Oral Delivery and Recombinant Production of Peptide Hormones, Part II: Recombinant Production of Therapeutic Peptides

Jul 01, 2004
Volume 17, Issue 7

Last month, we described oral delivery technology for delivery of therapeutic peptides.1 We now describe a recombinant technology for the efficient and cost-effective production of these peptides. The two technologies are complementary to each other for developing a useful therapy. We will describe a direct expression process that is scaleable from 1 to 1,000 L without significant loss of fermentation productivity or yield following downstream purification. This platform technology for recombinant production enables the development of orally delivered peptide hormone drugs for chronic administration in a variety of therapeutic areas such as osteoporosis and diabetes.

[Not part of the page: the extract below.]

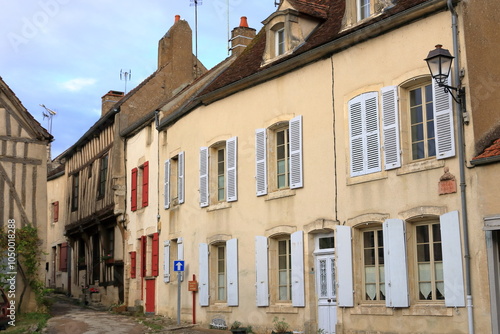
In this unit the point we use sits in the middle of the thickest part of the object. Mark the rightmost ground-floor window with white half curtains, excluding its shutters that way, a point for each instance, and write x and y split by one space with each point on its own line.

ISSUES WITH RECOMBINANT PRODUCTION OF PEPTIDES For peptide hormones that are 25 amino acids or greater, recombinant production in bacteria or yeast offers the potential to be more cost-effective and environmentally acceptable than chemical synthesis, particulary at production scales of hundreds of kilograms per year. However, the relatively small size and lack of tertiary structure of most peptides make them susceptible to rapid degradation in the cytoplasm. Moreover, greater than 50% of the known peptide hormones and neurotransmitters are post-translationally modified by the addition of an amide group to the C-terminus of the peptide. Under normal physiologic conditions, amidated peptides are expressed as glycine-extended hormone precursors, and subsequently processed to yield the mature amidated hormone.

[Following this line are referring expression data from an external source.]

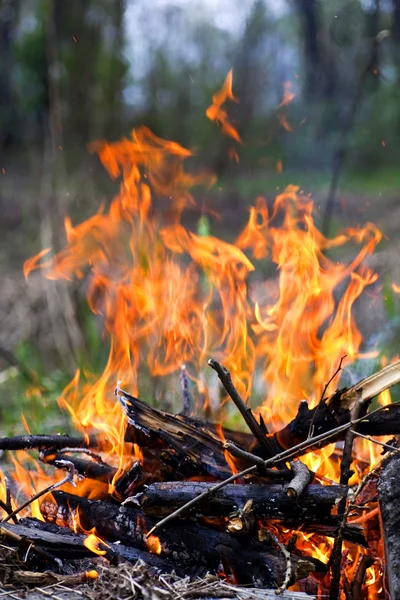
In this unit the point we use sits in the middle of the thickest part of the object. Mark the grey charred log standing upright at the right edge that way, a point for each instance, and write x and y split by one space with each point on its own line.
389 502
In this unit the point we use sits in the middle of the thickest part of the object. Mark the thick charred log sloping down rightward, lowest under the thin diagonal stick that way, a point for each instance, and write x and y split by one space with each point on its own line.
186 544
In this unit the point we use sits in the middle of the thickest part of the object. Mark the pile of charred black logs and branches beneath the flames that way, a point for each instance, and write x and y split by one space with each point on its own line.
205 501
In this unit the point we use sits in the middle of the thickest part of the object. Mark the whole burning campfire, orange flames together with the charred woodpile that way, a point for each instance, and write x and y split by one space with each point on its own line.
292 493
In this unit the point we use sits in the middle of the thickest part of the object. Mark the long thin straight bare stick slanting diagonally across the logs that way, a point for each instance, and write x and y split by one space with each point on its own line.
285 455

Amidation of the peptide is often required for full biological activity of the hormone.2 The enzyme that performs this post-translational modification is peptidylglycine α-amidating monooxygenase, or PAM.3 Since PAM is not present in prokaryotes, peptide hormones that are produced in E. coli are not C-terminally amidated.

The degradation problem can be circumvented by expression of these peptides with a larger protein as a fusion partner, which allows the resulting fusion protein to accumulate relatively undegraded in a soluble or insoluble form in the cytoplasm of the host cell.4,5 Although large amounts of fusion protein can be made in this manner to give yields on the order of grams/liter, there are several disadvantages. Liberation of the fusion partner from the peptide hormone by chemical or enzymatic cleavage can be difficult and expensive, and the resulting yield of the peptide is greatly diminished, since the peptide represents only a fraction of the entire fusion protein. Also, purification from the large number of cytoplasmic proteins that are released by cell lysis, as well as from the fusion partner itself, may require several steps, which can increase the cost of production and reduce the overall yield of the peptide hormone.

Figure 1. Dual Recombinant Process for the Production of Amidated Peptide Hormones
ADVANTAGES OF DIRECT EXPRESSION RECOMBINANT TECHNOLOGY We developed a direct expression process for the efficient production of amidated peptide hormones that involves two recombinant cell lines (Figure 1). In the main path, a glycine-extended precursor of the peptide is produced in recombinant E. coli cells using a proprietary direct expression technology.6,7 The glycine-extended peptide is produced with an upstream signal sequence that translocates the peptide from the cytoplasm to the periplasm. The signal sequence is cleaved in the periplasm, and the peptide is secreted from the E.coli cell into the growth medium.

High levels of the peptide are obtained due to several desirable features of the system. These features include the use of a unique, high-expression plasmid vector, a protease-deficient host cell, and a fermentation protocol that allows for high-density cell mass and secretion of the peptide across the outer cell membrane into the growth medium. Since E. coli secretes very few endogenous proteins, the glycine-extended peptide hormone can be recovered from the conditioned medium in a relatively enriched form, which reduces the number of downstream purification steps.

Figure 2. High-Density SDS-PAGE of Crude Conditioned Medium from Four Different Direct Expression Fermentations
Figure 2 shows a high-density SDS-PAGE (sodium dodecyl sulfate-polyacrylamide gel electrophoresis) separation of crude conditioned medium from 1 L fed-batch fermentations producing four different peptide hormones: glycine-extended forms of salmon calcitonin, two analogs of a glucose regulatory peptide, and a parathyroid hormone analog. In each lane, the major band corresponds to the secreted recombinant peptide, which represents the major protein species in the crude conditioned medium. The identities of the four peptides have been confirmed by Western blots with the corresponding specific antibodies, and the intactness of each peptide has been confirmed by separation by reversed phase high-performance liquid chromatography (RP-HPLC), followed by mass spectroscopy of the peptide peak (data not shown). This SDS-PAGE experiment confirms that the secreted peptides are intact and that there are few contaminating proteins that need to be removed during purification.